I’ve wanted a Kindle since version 2.0, and it’s hard to imagine that these devices were several hundred dollars. At long last, I’ve joined the club, with this little beauty:
With a retail price of $99 it literally is almost a no-brainer now. Especially since buying a hardware Kindle gets you access to the Kindle Lending Library (assuming you are an Amazon Prime customer) which lets you read one book a month for free. I’m working my way through The Hunger Games now.
In addition, public libraries have ebook lending programs that work just like regular borrowing (though like physical books, you have to put a hold on the popular ones and wait a while). And of course there is Project Gutenberg and the vast public domain. I’m not averse to buying books but the same rules in my mind apply to buying a ebook as apply to buying a physical one: unless it’s a must-read, I can wait to borrow it from my library. The fact that the library lending model extends to ebooks’ domain is just pure unadulterated awesome. But if there’s something I really want to read, I can wait a month and get it via Amazon’s program, so that’s an advantage over the physical realm.

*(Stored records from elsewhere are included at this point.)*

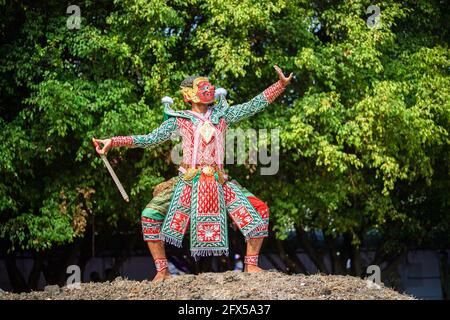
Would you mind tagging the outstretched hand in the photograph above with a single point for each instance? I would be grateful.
(283, 79)
(106, 145)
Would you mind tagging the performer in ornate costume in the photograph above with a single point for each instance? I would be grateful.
(201, 196)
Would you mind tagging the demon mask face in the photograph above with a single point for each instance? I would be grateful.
(198, 90)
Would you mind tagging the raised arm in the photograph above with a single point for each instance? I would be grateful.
(160, 134)
(238, 112)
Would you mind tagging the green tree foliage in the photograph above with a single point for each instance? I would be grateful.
(364, 125)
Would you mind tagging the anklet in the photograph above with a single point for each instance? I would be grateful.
(161, 264)
(251, 260)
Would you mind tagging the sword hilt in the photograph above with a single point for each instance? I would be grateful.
(111, 171)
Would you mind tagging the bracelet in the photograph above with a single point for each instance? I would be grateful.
(121, 141)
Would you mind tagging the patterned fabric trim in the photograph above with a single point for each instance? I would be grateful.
(161, 264)
(251, 260)
(239, 112)
(164, 132)
(121, 141)
(151, 229)
(272, 92)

Of course, with the recent news that the Department of Justice is going after Apple and the big-name publishers for price-fixing collusion on ebooks, the price of ebooks will likely drop significantly at Amazon. The first book of The Hunger Games trilogy is already marked down to $5 (though the sequels are higher). The omnibus collection of the Game of Thrones books still says “price set by the publisher” at $29.99 which is less than $8/book, and I wouldn’t be surprised if that drops in the next week to $25 as well.
It’s a good time to own a Kindle. I have the same feeling of loyalty towards the Amazon ecosystem as most Apple stalwarts do theirs.